Diane Harris, a CFA Institute member, is a portfolio manager for Worldwide Investments. Robert Cline, one of her clients, offered her the use ofhis condominium in Aspen for one week in February if she improves the performance of his portfolio to return at least two percentage points above that of the S&P 500 during the next 12 months. Immediately after learning about the offer, Harris informed her manager of all terms of this agreement in writing and received verbal consent to the arrangement. At the end of the year, Harris met the performance criteria set by Cline and accepted the vacation. Did Harris violate Standard IV(B) Additional Compensation Arrangements? A. Yes.
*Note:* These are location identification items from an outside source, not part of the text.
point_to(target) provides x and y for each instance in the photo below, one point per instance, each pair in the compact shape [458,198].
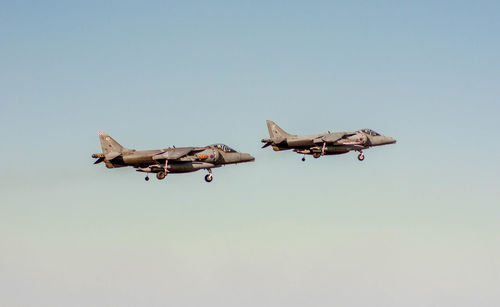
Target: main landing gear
[209,177]
[161,175]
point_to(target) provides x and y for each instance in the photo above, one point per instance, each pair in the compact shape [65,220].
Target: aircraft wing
[331,137]
[112,155]
[175,153]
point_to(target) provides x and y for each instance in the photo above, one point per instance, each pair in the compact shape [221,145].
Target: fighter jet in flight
[169,160]
[328,143]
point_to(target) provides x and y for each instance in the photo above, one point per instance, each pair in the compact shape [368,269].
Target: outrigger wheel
[161,175]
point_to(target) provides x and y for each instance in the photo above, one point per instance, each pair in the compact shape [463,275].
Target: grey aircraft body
[328,143]
[168,160]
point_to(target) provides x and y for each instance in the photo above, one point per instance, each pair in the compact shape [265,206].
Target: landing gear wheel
[161,175]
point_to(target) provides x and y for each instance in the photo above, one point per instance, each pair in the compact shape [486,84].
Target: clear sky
[415,224]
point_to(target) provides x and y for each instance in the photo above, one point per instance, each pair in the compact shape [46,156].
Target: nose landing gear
[209,177]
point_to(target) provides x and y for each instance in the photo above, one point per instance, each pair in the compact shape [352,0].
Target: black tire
[161,175]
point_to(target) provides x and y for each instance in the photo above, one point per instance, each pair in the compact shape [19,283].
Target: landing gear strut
[161,175]
[209,177]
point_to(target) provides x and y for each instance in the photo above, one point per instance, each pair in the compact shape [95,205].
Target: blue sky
[415,224]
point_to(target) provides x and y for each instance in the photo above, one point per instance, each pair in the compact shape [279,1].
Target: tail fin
[275,131]
[108,144]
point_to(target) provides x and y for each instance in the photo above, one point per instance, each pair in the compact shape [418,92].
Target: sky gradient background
[415,224]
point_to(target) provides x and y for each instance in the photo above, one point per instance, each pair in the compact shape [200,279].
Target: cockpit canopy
[370,132]
[224,147]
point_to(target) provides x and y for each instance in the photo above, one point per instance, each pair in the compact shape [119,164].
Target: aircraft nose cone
[246,157]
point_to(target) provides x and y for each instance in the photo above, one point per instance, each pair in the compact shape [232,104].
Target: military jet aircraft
[328,143]
[168,160]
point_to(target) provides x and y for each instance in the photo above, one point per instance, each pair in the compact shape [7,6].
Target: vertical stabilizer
[275,131]
[108,144]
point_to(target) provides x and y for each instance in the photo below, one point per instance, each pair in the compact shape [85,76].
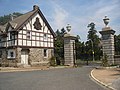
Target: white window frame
[45,52]
[9,54]
[28,34]
[45,36]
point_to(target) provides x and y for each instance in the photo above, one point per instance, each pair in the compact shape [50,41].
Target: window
[0,54]
[45,36]
[37,25]
[45,53]
[11,53]
[28,34]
B. No, because the arrangement did not involve any cash. C. No, because Harris notified and received consent from her employer to enter the arrangement. D. No, because bonuses from clients for doing her job well do not create any conflict of interest. I picked C. The answer is A. Can any ethic guru enlighten me.
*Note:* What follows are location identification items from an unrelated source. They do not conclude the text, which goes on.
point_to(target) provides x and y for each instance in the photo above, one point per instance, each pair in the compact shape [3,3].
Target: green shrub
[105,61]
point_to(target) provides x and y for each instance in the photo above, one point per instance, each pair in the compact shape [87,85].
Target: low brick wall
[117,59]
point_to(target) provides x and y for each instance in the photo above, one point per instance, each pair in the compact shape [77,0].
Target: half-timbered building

I think it’s because he did not receive written consent…
Here’s an excerpt from one of the similar questions from book 1: “…violated Standard IV(B) by failing to inform his employer IN WRITING of this supplemental, contingent compensation arrangement. The nature of the arrangement could have resulted in PARTIALITY to the specific client’s account, which could have detracted from the portfolio anaylst’s performance with respect to other accounts he handles for his company. He/she must obtain the consent of his employer to accept such a supplemental benefit” yes i think the key here is WRITTEN CONSENT.
any additional compensation, written consent from the employer is a must requirement. it does not matter whether you give written notice or no
Always written consent. If a question states VERBAL, it’s a definite clue!